In Spark 1.0, SparkContext a.k.a sc is the main entry point for the Spark application. Its major functions were to set up and initialize the Spark application, establish a connection with the Spark cluster, and coordinate the execution of tasks.

In Spark 2.0, while SparkContext retains its core functionality, the framework introduced a higher-level abstraction known as SparkSession.

In Spark 1.0, SparkContext uses SparkConf to configure the Spark setting as follows:

from pyspark import SparkContext, SparkConf

# Create a SparkConf object with configuration settings
conf = SparkConf().setAppName("MyApp").setMaster("local")

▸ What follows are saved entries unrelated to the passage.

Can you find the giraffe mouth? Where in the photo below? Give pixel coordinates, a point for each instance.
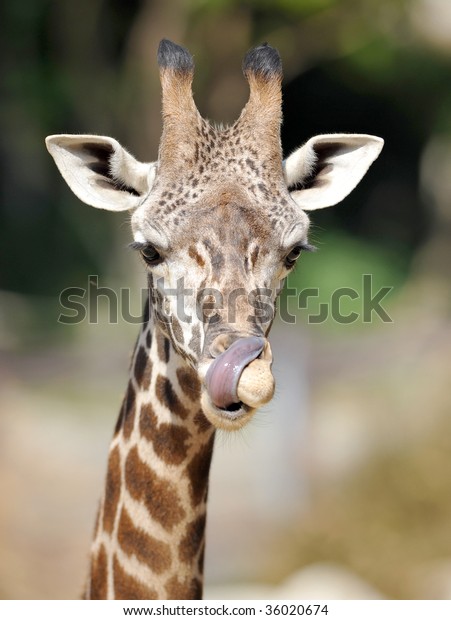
(225, 371)
(239, 381)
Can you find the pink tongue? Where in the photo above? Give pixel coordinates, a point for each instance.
(225, 371)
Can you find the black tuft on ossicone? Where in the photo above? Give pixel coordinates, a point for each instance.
(172, 56)
(264, 61)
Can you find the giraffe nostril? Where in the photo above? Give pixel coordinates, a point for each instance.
(224, 373)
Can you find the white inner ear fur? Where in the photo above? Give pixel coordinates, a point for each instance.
(332, 165)
(100, 171)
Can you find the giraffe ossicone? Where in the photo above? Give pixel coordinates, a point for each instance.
(219, 219)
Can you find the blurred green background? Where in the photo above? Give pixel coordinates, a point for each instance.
(370, 504)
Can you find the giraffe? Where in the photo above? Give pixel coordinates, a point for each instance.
(219, 220)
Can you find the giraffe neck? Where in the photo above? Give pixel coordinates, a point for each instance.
(149, 540)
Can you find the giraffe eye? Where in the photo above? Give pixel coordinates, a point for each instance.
(151, 255)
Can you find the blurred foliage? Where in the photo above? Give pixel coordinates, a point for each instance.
(90, 67)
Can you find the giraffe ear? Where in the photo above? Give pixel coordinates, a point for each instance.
(328, 167)
(100, 171)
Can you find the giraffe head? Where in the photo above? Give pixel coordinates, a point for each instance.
(219, 220)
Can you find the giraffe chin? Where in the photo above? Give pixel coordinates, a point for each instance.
(229, 419)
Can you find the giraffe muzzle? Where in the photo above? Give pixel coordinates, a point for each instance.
(241, 375)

# Create a SparkContext with the specified configuration
sc = SparkContext(conf=conf)

In Spark 2.0 and later versions, the creation of SparkContext was implicit.

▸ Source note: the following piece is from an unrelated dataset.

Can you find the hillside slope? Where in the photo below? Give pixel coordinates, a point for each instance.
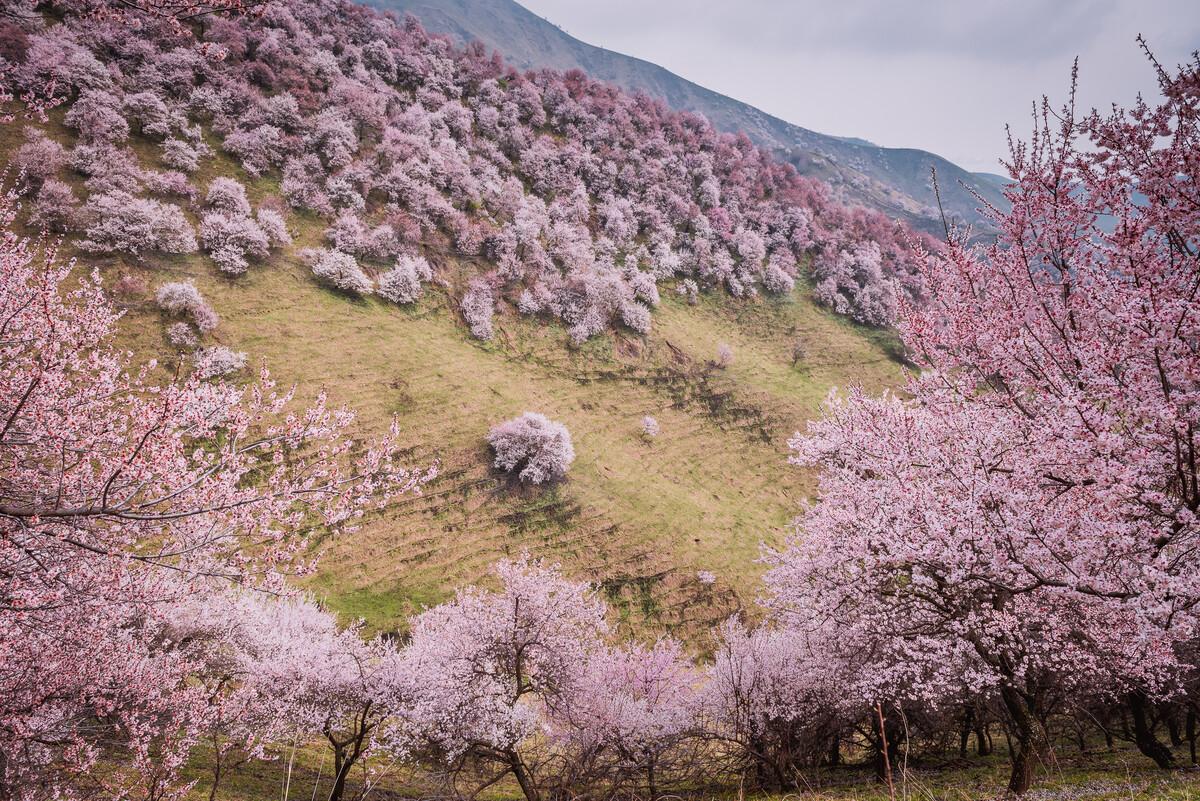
(894, 180)
(640, 517)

from pyspark.sql import SparkSession

# Create a SparkSession, which implicitly creates a SparkContext
spark = SparkSession.builder.appName("MyApp").getOrCreate()

# Accessing SparkContext from SparkSession
sc = spark.sparkContext

The getOrCreate() method ensures that a SparkContext is created if it does not exist.

SQLContext: Bridging the Structured Data Gap

In version 1.0, the emergence of SQLContext is a significant leap in structured data processing. It provides a high-level API to work with structured data using Spark SQL, allowing users to seamlessly integrate SQL queries into their Spark programs.

As the journey of Spark evolved, In 2.0 the SQLContext has been abstracted into SparkSession to provide a single entry point for the Spark ecosystem.

In Spark 1.0, SQLContext was created from SparkContext.

from pyspark.sql import SQLContext
from pyspark import SparkContext, SparkConf

# Create a SparkConf object with configuration settings
conf = SparkConf().setAppName("MyApp").setMaster("local")

# Create a SparkContext with the specified configuration
sc = SparkContext(conf=conf)

# Create an SQLContext using the SparkContext
sqlContext = SQLContext(sc)

In Spark 2.0 and later versions:

from pyspark.sql import SparkSession

# Create a SparkSession, which implicitly creates a SQLContext
spark = SparkSession.builder.appName("MyApp").getOrCreate()

# Accessing SQLContext from SparkSession
sqlContext = spark.sqlContext

HiveContext: Bridging Spark and Hive

In the Spark 1.0 era, HiveContext played a crucial role in bridging the gap between Spark and Apache Hive. It allowed Spark applications to leverage Hive’s metadata and operate seamlessly on Hive tables.

HiveContext faced deprecation in Spark 2.0. SparkSession with Hive support was the recommended way to serve the community’s intention to make SparkSession the single entry point.

Like SQLContext, HiveContext also is created using SparkContext in Spark 1.0

from pyspark.sql import HiveContext
from pyspark import SparkContext, SparkConf

# Create a SparkConf object with configuration settings
conf = SparkConf().setAppName("MyApp").setMaster("local")

# Create a SparkContext with the specified configuration
sc = SparkContext(conf=conf)

# Create a HiveContext using the SparkContext
hiveContext = HiveContext(sc)

In Spark 2.0:

from pyspark.sql import SparkSession

# Create a SparkSession with Hive support
spark = SparkSession.builder.appName("MyApp").enableHiveSupport().getOrCreate()

The enableHiveSupport() method configures the SparkSession to work seamlessly with Hive, enabling you to execute Hive queries and work with Hive tables.

SparkSession: Unifying the Experience

The introduction of SparkSession not only combined the functionalities of SparkContext, SQLContext, and HiveContext but also provided a unified entry point for Spark applications. This consolidation simplified the user experience, making it easier to interact with Spark, Spark SQL, and Hive within a single interface. This evolution underscores the commitment of the Spark community to provide a cohesive and streamlined experience for big data processing.